We initially gave students a very vague challenge criteria, "You are going to work on building a structure. You will be given 100 index cards, 1 clipboard, and 1 foot of masking tape." We did this intentionally to encourage the students to ask questions about the project. They all wrote at least one question on their graphic organizer and we answered them as a whole class. This worked out really well, because instead of us explicitly telling them the "challenge rules", students felt ownership over there questions and discoveries.
One observation we made was that most of the groups of 4 students worked really well together, but with our groups of 5, someone always seemed to be not as involved. So when making groups, 3 or 4 students seems to be ideal. We were also talking about the fact that before group work, students would probably benefit from a mini-lesson on collaboration. Amanda did an awesome job talking to her students about compromising and complimenting. We also talked about the importance of everyone having a chance to share and everyone having a job.

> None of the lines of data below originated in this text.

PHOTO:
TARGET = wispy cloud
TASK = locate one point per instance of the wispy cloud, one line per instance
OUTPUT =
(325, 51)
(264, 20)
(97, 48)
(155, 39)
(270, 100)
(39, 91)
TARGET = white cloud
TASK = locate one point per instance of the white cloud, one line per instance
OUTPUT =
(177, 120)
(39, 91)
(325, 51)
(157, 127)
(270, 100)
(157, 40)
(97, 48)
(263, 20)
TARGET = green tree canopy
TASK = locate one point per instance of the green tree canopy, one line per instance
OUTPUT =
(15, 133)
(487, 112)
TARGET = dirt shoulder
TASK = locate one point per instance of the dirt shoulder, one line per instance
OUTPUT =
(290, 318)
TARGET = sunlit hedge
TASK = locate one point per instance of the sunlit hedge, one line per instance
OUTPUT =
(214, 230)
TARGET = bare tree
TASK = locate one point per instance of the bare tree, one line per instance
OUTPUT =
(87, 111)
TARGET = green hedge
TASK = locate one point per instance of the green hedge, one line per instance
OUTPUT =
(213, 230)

At the end, we tested the structures with the "Teacher Earthquake", also known as a shaking iPad cart! We also tested for the height requirement of 1 foot. Students were in charge of transporting their structures to the earthquake zone; the clipboards worked really well for this!
In the end, two out of the six structures met the height requirement and survived the teacher earthquake. We then had students reflect on how they would improve on the next STEAM Challenge. We encouraged them to think about not only how they might improve a structure, but how they might improve with collaboration and communication as well. They all wrote at least 1 sentence about this on their graphic organizer. Amanda then had them take the organizer home, to write a blog post on their experience for homework.
In the end, the 5th graders said that they thought the challenge was challenging and a lot of fun. I felt that it was a great learning experience for me as well! Thank you Amanda and Room 28 for inviting me to embark on this educational earthquake challenge!